Wind Mill, Moortown, Co. Wexford
Co. Wexford |
Kilns
At Moortown in County Wexford, a truncated cylindrical tower sits on flat ground, its working days long finished but its walls still holding a quiet record of what grain-milling once looked like from the inside.
The tower survives only to the height of its first floor, roughly two and a half metres of stonework, yet enough remains to read the logic of the original structure with some clarity. What makes it particularly worth attention is a bottle-shaped recess cut into the north wall, widening towards its base, which was designed to allow flour sacks to bulge outward as they filled. It is a small, practical solution to a physical problem, and the kind of detail that tends to disappear when a building is repurposed or rebuilt.
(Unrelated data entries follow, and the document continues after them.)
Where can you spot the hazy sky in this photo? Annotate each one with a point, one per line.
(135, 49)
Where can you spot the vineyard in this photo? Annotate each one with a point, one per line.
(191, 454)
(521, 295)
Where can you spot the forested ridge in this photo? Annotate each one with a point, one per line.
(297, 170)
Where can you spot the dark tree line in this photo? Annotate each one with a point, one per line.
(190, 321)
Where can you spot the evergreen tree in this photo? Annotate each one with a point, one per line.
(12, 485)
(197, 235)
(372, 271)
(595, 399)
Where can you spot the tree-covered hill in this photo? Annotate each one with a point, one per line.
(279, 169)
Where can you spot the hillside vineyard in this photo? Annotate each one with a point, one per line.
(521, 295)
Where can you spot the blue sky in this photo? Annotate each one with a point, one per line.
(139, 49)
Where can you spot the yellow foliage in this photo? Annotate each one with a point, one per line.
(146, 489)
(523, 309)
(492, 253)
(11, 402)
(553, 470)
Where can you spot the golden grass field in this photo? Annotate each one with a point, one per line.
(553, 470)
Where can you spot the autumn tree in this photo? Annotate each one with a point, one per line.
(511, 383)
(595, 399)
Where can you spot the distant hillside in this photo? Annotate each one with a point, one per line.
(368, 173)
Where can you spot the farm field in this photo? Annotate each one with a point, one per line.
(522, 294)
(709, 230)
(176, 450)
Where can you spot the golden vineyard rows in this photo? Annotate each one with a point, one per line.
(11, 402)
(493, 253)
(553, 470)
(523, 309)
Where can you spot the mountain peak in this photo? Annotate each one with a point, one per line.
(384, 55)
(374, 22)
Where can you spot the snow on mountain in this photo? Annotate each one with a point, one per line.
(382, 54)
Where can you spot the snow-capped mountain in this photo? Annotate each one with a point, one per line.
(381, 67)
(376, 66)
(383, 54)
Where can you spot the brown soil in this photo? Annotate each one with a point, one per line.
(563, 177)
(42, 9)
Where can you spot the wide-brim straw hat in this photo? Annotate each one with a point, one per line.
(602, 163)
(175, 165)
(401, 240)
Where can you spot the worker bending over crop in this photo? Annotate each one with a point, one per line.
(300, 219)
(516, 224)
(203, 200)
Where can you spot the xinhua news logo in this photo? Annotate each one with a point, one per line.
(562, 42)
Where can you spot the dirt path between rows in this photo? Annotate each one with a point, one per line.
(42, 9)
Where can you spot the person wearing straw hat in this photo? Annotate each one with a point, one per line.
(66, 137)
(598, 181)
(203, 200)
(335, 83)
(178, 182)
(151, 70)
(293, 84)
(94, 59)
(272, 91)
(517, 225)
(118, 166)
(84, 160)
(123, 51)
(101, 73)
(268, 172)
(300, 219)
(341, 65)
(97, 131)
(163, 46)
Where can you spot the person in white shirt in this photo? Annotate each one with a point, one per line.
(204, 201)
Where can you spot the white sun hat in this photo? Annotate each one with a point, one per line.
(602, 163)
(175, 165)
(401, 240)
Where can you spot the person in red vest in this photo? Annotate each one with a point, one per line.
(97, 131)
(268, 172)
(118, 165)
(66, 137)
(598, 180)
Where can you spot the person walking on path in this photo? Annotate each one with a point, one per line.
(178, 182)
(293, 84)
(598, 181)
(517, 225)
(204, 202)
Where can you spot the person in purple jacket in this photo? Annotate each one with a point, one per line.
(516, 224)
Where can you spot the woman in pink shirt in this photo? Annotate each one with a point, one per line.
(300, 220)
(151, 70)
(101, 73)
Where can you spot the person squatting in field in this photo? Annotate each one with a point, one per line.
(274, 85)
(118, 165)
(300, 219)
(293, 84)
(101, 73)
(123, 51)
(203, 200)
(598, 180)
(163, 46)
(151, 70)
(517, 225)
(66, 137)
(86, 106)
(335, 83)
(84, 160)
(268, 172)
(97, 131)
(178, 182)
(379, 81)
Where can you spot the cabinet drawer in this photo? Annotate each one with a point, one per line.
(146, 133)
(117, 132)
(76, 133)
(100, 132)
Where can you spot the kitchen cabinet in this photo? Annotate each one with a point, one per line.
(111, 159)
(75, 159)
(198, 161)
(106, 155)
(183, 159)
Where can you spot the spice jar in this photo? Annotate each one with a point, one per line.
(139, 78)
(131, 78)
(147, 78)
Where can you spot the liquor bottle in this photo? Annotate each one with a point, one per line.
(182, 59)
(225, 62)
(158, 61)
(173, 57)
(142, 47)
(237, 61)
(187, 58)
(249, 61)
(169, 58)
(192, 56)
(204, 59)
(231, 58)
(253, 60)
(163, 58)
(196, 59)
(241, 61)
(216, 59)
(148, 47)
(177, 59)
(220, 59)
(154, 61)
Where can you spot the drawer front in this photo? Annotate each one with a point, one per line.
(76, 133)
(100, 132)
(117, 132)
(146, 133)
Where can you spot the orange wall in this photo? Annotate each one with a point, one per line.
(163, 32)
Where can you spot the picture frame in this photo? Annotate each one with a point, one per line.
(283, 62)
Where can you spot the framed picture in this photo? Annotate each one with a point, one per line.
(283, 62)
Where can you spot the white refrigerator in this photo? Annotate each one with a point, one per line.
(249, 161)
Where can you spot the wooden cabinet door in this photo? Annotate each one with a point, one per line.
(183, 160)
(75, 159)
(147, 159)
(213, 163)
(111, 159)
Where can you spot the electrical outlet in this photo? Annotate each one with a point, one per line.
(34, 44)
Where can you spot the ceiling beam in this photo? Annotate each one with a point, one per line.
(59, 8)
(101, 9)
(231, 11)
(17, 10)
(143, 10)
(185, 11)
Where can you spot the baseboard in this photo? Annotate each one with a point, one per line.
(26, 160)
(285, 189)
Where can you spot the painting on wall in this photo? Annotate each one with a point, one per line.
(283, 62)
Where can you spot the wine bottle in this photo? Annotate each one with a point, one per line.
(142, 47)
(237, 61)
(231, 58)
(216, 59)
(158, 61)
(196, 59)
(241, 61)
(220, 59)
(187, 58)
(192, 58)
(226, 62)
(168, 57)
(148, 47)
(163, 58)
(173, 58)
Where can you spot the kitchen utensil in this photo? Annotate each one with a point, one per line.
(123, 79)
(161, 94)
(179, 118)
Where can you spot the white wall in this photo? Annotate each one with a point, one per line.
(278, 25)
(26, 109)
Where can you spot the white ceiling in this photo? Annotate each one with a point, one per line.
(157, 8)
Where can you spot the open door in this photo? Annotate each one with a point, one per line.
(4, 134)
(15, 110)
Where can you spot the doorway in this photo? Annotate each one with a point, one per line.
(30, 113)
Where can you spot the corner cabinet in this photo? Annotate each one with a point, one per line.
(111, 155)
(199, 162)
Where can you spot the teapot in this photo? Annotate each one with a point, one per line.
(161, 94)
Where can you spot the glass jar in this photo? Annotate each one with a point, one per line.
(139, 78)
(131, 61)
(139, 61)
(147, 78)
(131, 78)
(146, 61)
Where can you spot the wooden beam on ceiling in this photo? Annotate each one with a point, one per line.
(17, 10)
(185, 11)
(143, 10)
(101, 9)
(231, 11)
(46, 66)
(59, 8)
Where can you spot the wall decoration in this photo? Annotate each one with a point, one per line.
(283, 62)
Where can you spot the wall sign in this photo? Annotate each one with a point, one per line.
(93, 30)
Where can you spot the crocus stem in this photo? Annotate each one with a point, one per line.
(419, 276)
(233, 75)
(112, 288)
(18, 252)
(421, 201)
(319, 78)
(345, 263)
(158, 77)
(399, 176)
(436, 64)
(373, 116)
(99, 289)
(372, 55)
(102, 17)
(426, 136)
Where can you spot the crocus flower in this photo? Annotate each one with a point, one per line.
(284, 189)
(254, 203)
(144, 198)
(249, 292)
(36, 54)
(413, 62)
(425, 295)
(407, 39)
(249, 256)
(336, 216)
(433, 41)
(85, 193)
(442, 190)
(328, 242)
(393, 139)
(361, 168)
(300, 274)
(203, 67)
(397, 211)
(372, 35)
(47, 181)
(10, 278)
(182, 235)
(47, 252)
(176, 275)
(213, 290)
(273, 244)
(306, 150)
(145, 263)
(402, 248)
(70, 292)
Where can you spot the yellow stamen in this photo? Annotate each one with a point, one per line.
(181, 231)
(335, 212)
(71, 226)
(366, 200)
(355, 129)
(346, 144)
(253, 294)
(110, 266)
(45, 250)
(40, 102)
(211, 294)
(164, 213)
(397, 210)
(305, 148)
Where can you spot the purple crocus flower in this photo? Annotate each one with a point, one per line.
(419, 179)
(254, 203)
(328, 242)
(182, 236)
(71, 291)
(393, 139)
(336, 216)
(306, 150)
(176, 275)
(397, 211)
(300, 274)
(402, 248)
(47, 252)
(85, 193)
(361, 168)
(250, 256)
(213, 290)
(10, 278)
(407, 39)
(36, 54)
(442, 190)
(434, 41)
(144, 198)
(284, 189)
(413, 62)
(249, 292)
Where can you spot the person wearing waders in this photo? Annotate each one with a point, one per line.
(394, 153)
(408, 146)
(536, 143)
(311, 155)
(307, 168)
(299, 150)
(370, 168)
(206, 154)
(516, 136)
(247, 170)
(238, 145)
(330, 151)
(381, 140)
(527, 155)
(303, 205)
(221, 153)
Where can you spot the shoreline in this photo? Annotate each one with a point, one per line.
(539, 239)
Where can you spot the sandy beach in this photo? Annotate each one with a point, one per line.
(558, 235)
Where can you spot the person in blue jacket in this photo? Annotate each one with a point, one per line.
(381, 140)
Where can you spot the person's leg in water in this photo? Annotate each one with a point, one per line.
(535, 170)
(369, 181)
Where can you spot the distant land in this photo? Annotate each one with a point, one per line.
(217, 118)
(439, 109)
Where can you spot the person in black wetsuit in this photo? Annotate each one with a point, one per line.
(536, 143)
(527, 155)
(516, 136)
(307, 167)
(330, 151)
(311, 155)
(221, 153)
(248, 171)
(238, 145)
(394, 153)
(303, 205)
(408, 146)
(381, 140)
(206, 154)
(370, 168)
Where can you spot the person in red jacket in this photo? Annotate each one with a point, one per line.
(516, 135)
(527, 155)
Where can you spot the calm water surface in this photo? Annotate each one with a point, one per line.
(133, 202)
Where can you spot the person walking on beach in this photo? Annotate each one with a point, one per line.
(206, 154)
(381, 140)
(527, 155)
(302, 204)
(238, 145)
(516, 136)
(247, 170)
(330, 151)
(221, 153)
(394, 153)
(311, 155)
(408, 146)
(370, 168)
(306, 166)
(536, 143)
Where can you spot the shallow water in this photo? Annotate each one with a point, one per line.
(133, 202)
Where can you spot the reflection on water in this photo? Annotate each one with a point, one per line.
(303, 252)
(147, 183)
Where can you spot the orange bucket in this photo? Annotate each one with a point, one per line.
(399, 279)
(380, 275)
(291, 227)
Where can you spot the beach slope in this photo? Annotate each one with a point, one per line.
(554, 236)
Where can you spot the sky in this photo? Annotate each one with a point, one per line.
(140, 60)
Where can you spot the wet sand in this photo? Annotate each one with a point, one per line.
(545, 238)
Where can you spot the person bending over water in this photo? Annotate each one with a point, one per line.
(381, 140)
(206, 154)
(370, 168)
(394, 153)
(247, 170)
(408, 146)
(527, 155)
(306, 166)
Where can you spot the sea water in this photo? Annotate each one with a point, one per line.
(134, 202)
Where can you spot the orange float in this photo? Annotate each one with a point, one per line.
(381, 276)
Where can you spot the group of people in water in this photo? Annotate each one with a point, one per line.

The Ordnance Survey six-inch map of 1839 marks the mill as being in use at that date, which places its active life somewhere in the earlier nineteenth century, though the structure itself may be older. The tower has an external diameter of just under five metres and an internal diameter of about three, with opposing doorways on the east and west walls. Projecting steps rise from the west doorway along the inner face of the south wall, leading to the upper floors that no longer exist. The first floor was originally carried on a rebate, a shallow ledge cut into the masonry on the north side, a straightforward construction technique common in tower mills of the period. Scratched into the door jambs are three sets of initials, PP, MM, and IP, the kind of informal inscription left by workers or visitors, their identities now unknown.